The United States assumed the role of world police in the 20th century, and Congress is now poised to turn America into the garbage dump of the 21st century galaxy.
Legislation making its way through Congress would fund the development of new capabilities to track space debris and establish a federal office to monitor debris and other objects in space.
Advocates for a more aggressive American effort on this front cite the growing dangers of space debris. The rise of the commercial space industry and the rise of space exploration by other countries are cluttering the road to the final frontier with piles of space junk and traffic jams.
Sen. Cynthia Lummis of Wyoming, the top Republican on the Commerce Committee’s science and space panel, said Thursday that she feels comfortable being identified as the “space junk lady” because she wants the United States to take a leadership role. in developing awareness of the spatial situation. space traffic management and space policy for earthlings to follow.
An estimated 4,000 satellites are orbiting Earth now, 1,200 of those launched last year and more than 1,200 already launched in 2021 according to Lummis. Another 46,000 new satellites are expected to flood space in the next few years.
Sensors from the Department of Defense’s global Space Surveillance Network (SSN) are currently working to track 27,000 pieces of space debris, according to NASA.
“This garbage poses enormous risks to our assets in space,” Lummis said at a Senate hearing Thursday. “Even the smallest pieces of orbital debris, I have learned that even paint stains can cause serious damage. Each collision creates even more debris, so this is a problem that is exacerbating in itself. “
Sen. John Hickenlooper, Democrat of Colorado and chair of the subcommittee on science and space, identified a Chinese weapons demonstration in 2007 that left 3,000 debris objects hurtling through space at high speeds and a collision of a US satellite in 2009 with a satellite. Russian that generated 1,800 debris objects.

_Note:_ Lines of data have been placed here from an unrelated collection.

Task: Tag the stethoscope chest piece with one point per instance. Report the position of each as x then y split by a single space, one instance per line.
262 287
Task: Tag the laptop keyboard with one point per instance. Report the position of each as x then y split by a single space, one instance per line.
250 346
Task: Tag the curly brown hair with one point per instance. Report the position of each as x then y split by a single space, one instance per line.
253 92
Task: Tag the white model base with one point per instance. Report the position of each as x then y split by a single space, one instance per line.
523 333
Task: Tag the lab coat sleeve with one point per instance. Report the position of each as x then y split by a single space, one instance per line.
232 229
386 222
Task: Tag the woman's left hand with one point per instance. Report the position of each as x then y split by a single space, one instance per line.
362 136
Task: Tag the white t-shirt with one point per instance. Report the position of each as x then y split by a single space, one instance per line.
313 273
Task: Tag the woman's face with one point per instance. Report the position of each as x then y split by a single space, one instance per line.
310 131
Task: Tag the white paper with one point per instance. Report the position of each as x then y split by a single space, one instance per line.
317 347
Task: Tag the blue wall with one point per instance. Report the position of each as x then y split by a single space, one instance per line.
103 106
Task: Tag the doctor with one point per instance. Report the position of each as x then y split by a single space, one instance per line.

As more public and private objects hurtled into space, Hickenlooper said the United States cannot afford to wait for the next collision to act.
“In highway traffic, and I realize this is a very vague analogy, but traffic increases to a certain point and then there is a point where things stop, accidents increase, traffic speed slows down. drastically reduced, the system begins to crumble, ”Mr. Hickenlooper said at the hearing.

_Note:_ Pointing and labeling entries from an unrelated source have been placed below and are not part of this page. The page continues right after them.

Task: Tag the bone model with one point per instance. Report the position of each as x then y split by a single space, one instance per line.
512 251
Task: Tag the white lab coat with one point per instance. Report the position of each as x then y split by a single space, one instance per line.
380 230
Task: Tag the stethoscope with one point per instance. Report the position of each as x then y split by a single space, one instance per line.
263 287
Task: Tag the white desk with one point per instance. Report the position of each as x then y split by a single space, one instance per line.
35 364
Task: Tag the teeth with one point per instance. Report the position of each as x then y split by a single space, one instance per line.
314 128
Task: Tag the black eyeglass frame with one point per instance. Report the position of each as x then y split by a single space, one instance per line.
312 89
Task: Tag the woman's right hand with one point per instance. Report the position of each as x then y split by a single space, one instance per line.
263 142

“And I think, in that vague sense, this is an analogy that we’re fast approaching the point where dramatic increases in traffic will wreak havoc if we don’t address them now.”
Actions Mr. Hickenlooper wants the government to take include the full implementation of a space policy directive for traffic management and the enactment of the Space Act recently passed by the Senate as part of the US Competition and Innovation Act. Which focused on fostering US counter China research and development.

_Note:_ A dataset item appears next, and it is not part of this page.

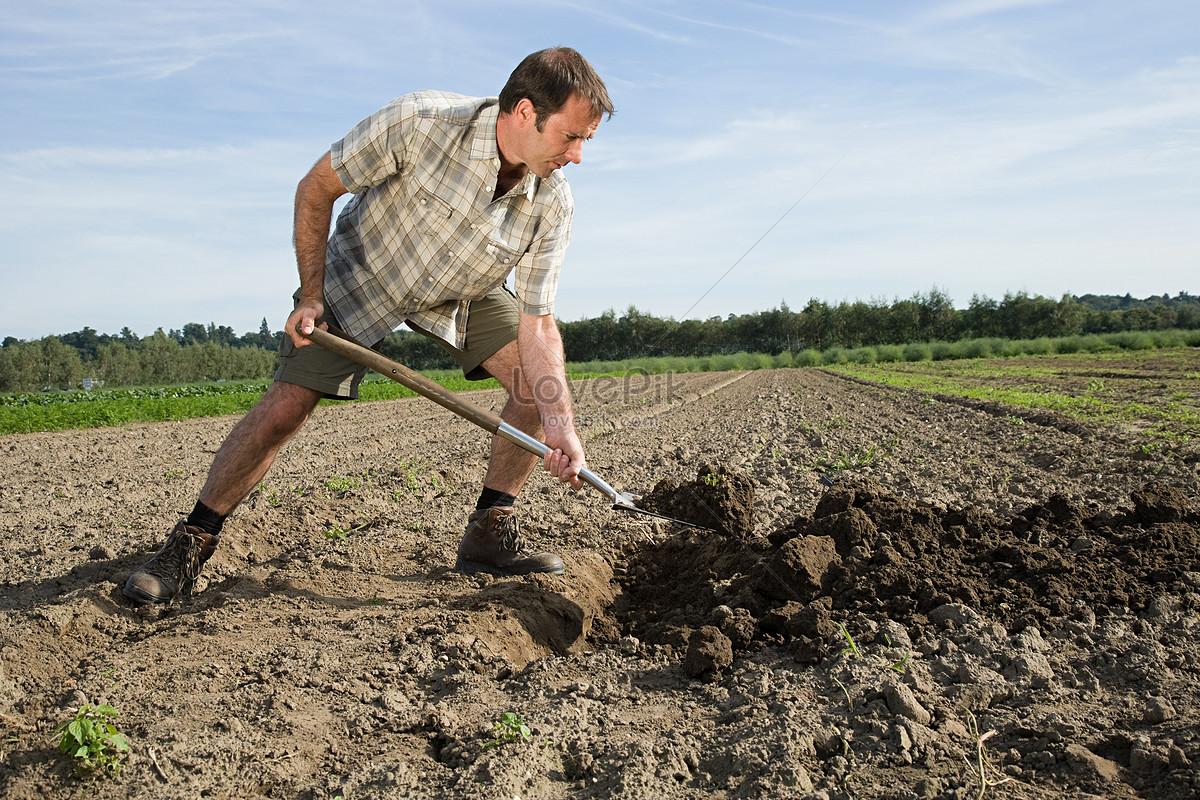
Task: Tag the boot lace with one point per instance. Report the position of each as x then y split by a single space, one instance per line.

Provisions of the Space Act include the creation of “centers of excellence for space awareness” where the government develops new capabilities to track space debris funded with $ 20 million in taxpayer money. The Space Act also authorizes the Commerce Department’s director of space commerce to spend another $ 15 million from taxpayers to develop a space situational awareness program.
If the United States does not write the rules for space, Hickenlooper warned that the European Union, Russia and China would override American interests in managing space traffic.
Another force shaping the rules of space will be the billionaires who are devoting time and money to the space tourism industry and space colonization efforts. Virgin Galactic’s Richard Branson soared to the edge of space earlier this month, and Amazon founder Jeff Bezos this week joined the first crewed trip of his space company Blue Origin rocket to the boundary between atmosphere and Earth’s space. Upon his return, Bezos said he intended to help “build a path into space.”
The construction of the Bezos highway will likely hinge on the willingness of governments to entrust the risk of exploring space to Bezos and other commercial space entrepreneurs. The model for such a public-private relationship could be found in the defense sector.
“It’s very exciting. Who would have imagined that the private sector would be a leader in the space? Certainly when I worked on these issues in Congress 20 years [ago] no one could have imagined it, “former Defense Secretary Mark Esper said on CNBC. “But it’s the same kind of transition that the defense industry went through years ago, where the government led it and then the private sector took over.”
To clean up the space, the government is likely to enlist the help of the private sector, Paul Graziani, executive director of the Commercial Space Operations Center (COMSPOC Corp.), told the Senate panel.
He also warned that if the growing space debris problem is not solved soon, low Earth orbit will soon become “really unusable.”